Baby Dionysus with Nymphs of Nisa

 

 

  • Material : Cornelian Shell, 9 k Gold marked.
  • Size: 2 2/8" by just over 1 6/8"
  • Date and Origin: Circa 1850/1860 Italy, frame is English.
  • Conditions: More than excellent.

Excellent Quality Cameo depicting Dionysus as a baby with the Nymphs of Nysa. The legend goes that Zeus gave the infant Dionysus into the charge of .the rain-nymphs of Nysa, who nourished his infancy and childhood, and for their care Zeus rewarded them by placing them as the Hyades among the stars.  In Greek mythology, the mountainous district of Nysa, variously associated with Ethiopia, Libya, Tribalia or Arabia by Greek mythographers, was the traditional place where the rain nymphs, the Hyades, raised the infant Dionysus, the "god of Nysa". The name "Nysa" may even be an invention to explain the god's name. This is a very rare subject in a cameo.

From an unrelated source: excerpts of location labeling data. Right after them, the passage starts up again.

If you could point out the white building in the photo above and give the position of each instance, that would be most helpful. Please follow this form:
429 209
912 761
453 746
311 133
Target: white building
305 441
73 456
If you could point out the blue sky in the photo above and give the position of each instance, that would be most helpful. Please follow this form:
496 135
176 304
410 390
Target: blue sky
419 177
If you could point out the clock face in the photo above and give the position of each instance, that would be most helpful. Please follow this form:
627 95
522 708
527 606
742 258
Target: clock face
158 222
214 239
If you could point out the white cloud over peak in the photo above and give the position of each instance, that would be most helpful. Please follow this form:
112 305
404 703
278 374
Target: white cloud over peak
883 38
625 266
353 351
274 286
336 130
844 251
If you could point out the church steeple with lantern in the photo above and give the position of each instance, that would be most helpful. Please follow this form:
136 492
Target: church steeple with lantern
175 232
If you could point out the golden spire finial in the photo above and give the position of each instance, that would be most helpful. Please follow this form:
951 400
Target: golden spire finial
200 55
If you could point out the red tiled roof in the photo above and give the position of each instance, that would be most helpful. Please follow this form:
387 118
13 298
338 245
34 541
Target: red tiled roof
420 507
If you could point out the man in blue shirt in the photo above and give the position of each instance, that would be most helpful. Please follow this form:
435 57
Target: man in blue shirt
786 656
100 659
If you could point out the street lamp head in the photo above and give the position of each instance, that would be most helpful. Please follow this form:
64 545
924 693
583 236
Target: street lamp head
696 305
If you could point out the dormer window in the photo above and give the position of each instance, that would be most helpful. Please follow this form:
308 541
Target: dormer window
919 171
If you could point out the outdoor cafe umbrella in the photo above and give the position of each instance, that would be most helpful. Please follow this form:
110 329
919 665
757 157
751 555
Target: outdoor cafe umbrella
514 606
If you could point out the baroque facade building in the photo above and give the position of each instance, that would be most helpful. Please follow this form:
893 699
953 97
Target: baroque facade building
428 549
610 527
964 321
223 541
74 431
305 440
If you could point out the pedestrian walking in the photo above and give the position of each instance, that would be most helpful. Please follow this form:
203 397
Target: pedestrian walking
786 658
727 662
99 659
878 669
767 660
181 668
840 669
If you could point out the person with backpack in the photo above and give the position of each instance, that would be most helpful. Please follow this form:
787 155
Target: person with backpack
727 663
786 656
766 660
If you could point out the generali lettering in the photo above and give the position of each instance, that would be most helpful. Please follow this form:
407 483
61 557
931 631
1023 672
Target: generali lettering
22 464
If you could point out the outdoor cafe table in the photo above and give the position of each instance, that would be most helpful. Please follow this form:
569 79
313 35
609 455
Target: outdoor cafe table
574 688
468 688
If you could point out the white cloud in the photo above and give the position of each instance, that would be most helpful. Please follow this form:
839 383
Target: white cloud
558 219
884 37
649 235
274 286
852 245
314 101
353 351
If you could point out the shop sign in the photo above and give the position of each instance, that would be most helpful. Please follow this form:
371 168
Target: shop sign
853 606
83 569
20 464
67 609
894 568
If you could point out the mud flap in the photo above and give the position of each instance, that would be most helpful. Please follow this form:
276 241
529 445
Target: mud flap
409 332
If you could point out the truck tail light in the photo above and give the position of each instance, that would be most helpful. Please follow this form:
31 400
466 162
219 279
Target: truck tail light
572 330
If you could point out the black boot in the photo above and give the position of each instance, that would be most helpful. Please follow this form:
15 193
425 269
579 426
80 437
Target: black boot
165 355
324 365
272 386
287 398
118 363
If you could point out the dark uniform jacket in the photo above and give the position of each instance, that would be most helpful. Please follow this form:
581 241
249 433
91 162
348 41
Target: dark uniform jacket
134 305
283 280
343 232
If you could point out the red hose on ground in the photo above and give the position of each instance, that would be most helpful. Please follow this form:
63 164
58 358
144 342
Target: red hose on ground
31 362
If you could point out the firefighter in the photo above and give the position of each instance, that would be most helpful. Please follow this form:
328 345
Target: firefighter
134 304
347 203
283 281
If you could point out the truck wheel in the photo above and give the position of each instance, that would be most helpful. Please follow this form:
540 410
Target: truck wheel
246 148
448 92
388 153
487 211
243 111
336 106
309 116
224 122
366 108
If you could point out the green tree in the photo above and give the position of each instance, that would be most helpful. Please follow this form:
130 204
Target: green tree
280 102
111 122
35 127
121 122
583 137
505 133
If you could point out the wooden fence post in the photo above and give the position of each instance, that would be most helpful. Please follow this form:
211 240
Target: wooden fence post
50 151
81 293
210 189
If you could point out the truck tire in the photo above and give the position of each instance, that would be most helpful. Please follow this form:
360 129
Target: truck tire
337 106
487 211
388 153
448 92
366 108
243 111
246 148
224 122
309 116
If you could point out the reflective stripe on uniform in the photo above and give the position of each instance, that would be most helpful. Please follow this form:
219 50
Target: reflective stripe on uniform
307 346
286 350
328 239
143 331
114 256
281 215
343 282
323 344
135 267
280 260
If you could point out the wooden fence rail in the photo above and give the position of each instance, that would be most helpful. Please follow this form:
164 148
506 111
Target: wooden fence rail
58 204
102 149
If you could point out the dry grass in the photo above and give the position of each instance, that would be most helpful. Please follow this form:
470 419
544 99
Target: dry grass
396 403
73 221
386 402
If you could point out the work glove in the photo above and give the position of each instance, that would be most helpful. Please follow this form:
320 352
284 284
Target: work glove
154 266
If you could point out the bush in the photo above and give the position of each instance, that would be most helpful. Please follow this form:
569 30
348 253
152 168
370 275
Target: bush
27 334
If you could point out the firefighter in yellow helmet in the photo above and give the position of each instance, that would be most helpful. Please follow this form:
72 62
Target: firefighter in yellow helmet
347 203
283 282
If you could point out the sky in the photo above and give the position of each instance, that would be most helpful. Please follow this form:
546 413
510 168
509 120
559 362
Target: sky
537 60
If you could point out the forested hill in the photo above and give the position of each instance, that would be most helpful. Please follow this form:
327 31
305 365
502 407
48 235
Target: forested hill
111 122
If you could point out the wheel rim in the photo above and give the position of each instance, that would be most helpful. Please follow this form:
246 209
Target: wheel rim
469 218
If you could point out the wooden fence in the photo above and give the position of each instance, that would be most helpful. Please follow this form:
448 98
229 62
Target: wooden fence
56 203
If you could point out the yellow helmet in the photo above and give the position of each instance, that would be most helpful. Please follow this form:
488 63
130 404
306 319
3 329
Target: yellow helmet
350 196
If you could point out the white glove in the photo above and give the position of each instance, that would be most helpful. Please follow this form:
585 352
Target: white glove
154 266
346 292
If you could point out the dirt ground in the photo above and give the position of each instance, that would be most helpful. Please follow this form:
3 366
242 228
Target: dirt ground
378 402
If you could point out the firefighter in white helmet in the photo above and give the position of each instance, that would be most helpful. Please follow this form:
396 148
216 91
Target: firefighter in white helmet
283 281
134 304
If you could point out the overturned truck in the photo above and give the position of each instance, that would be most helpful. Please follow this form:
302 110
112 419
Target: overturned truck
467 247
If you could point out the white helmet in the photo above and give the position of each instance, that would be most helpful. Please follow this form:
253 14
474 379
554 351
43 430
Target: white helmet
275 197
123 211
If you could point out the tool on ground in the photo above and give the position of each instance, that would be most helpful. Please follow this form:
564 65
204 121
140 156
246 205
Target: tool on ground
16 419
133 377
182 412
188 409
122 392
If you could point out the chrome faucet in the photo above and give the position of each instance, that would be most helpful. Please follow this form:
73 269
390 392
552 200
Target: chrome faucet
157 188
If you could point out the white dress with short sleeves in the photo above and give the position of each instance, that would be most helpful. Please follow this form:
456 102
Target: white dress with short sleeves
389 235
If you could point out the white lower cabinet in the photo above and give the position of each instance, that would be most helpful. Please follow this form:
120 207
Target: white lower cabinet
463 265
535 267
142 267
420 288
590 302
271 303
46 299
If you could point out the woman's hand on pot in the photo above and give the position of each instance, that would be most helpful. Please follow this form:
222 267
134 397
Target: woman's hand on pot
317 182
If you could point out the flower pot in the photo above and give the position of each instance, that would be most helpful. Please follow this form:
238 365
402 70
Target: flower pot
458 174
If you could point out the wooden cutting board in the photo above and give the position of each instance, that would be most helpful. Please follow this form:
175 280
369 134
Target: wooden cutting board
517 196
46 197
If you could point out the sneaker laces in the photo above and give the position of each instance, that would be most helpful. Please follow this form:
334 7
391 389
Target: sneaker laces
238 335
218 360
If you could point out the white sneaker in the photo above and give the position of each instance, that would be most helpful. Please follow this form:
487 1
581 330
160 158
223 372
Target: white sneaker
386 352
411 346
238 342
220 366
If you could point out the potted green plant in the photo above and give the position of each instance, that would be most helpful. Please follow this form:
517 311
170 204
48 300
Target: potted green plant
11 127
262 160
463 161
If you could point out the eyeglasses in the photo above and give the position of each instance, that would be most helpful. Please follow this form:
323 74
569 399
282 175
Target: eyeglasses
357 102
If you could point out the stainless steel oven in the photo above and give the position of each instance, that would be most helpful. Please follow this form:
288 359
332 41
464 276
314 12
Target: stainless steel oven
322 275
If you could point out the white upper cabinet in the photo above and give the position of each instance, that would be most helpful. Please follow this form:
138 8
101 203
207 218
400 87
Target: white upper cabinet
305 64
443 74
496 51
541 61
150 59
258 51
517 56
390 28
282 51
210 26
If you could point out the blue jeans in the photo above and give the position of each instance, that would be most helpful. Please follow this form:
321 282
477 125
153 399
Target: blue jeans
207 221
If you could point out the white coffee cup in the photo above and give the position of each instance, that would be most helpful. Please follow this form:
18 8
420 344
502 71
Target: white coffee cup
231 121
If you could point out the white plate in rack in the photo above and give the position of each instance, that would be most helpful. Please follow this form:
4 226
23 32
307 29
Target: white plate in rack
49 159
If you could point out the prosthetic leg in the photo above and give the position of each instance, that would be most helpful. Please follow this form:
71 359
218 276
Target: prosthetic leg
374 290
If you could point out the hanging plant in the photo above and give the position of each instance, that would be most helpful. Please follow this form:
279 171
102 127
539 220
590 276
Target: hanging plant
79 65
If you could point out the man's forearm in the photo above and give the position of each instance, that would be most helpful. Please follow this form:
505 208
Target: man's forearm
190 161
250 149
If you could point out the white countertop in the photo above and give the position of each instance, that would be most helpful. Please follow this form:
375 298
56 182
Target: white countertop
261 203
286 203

Rarest cameo and subject very desirable collectors' piece.

A bit of history:

Bacchus (Dionysus for the Greeks) was the God of Wine, of the joyful voluptuousness of drinking and of the sensuality to which the Italics attributed at the end the uses and the rites of the corresponding Greek God Dionysus. He's the God of the vices, his cult (Bacchanalian) arrived in the Italian Peninsula in the 2nd century B.C. The symbol of this divinity, other than the grapevine and the climbing ivy, was the thyrsus, a stick surmounted  by an ivy tangle. On a side his aspect was always the one of a very handsome youth with a curly head and crowned by vine-leaf  and grapevines. He was a jolly, smiling God and symbol of the rejoicing and of the richness of the nature, on the other side tied up to dark rites and sometime wild. Son of Zeus and Semele, a mortal woman, that following the perfidious counsel of the jealous Hera, was burnt down for having looked at the face of her lover, Zeus, in all of his splendour, thing not permitted to the mortals. During the Dionysian festivals usually was sacrificed a goat with a chorals and speeches exchanged between the priests. To this aspect of that ritual the Greek Tragedy can be originated as the Greek thinkers believe, Tragedy destined, in the Classic Greece, to become one of the highest and most complete form of poetry.